Segundo o presidente do Sindicato dos Trabalhadores Rurais de Santo Augusto, Clóvis Sequinatto, registros feitos mostram gafanhotos pendurados nas plantas. Focos dos insetos também foram registrados em lavouras de soja e é possível ver danos causados nas folhas. “Com certeza, se não tiver um controle logo, em dois dias essa lavoura de soja vai estar totalmente comprometida. Não tem jeito”, alerta.
O fiscal agropecuário Alonso Andrade destaca que não há uma nuvem se aproximando e que, acentua, a espécie é diferente da que causou pânico e destruiu lavouras, na Argentina.
O secretário de Agricultura do Rio Grande do Sul, Covatti Filho, entrou em contato com o colega de partido, deputado federal Jerônimo Goergen (Progressistas-RS), para detalhar o plano de ação da pasta contra a chegada de gafanhotos ao Estado.
"Dessa vez, os gafanhotos cruzaram a fronteira e já podem ser vistos junto às lavouras.
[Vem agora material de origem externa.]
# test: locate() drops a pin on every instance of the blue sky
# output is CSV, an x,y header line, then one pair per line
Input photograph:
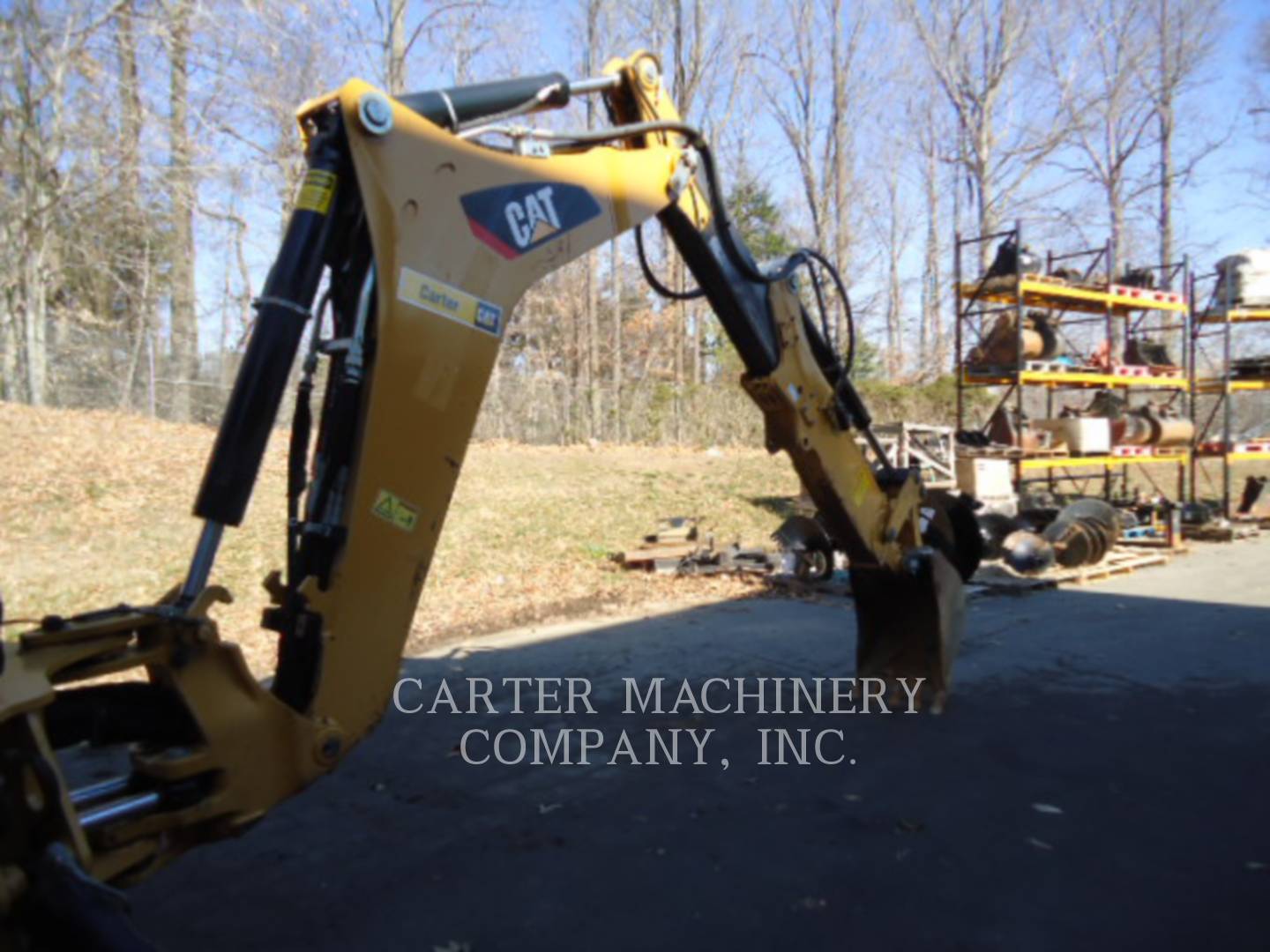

Temos que agir de forma muito rápida para evitar mais prejuízos aos agricultores, que já sofrem com os efeitos de uma segunda estiagem consecutiva", alertou o deputado. 
Em áudio encaminhado pelo Whatsapp, Covatti Filho explica que a Secretaria já está trabalhando na identificação da espécie para realizar a compra dos defensivos.
"Os recursos já estão disponíveis desde a última ameaça de infestação, por meio da Defesa Agropecuária do Ministério da Agricultura. Tendo a informação de qual é a espécie e o reagente adequado para fazer a aplicação, nós já temos condições de adquirir o produto e disponibilizar os defensivos para os produtores rurais", explicou.
Todo o processo, conforme Polo, é acompanhado pela Secretaria Estadual de Meio Ambiente, por também envolver áreas indígenas, mas que tudo deve estar concluído até hoje.
O presidente da Assembleia Legislativa, Ernani Polo, adiantou que está em contato direto com a ministra da Agricultura, Tereza Cristina, passando todas as informações sobre o problema.
"O maior volume está sendo registrado na área indígena, no município de Inhancorá. Mas estamos aguardando a liberação de princípios ativos de produtos químicos para o combate dos gafanhotos, que pelo que está sendo registrado, é uma espécie diferente, menos agressiva, segundo informações dos técnicos, mas estamos trabalhando para estancar essa ameaça”, declara.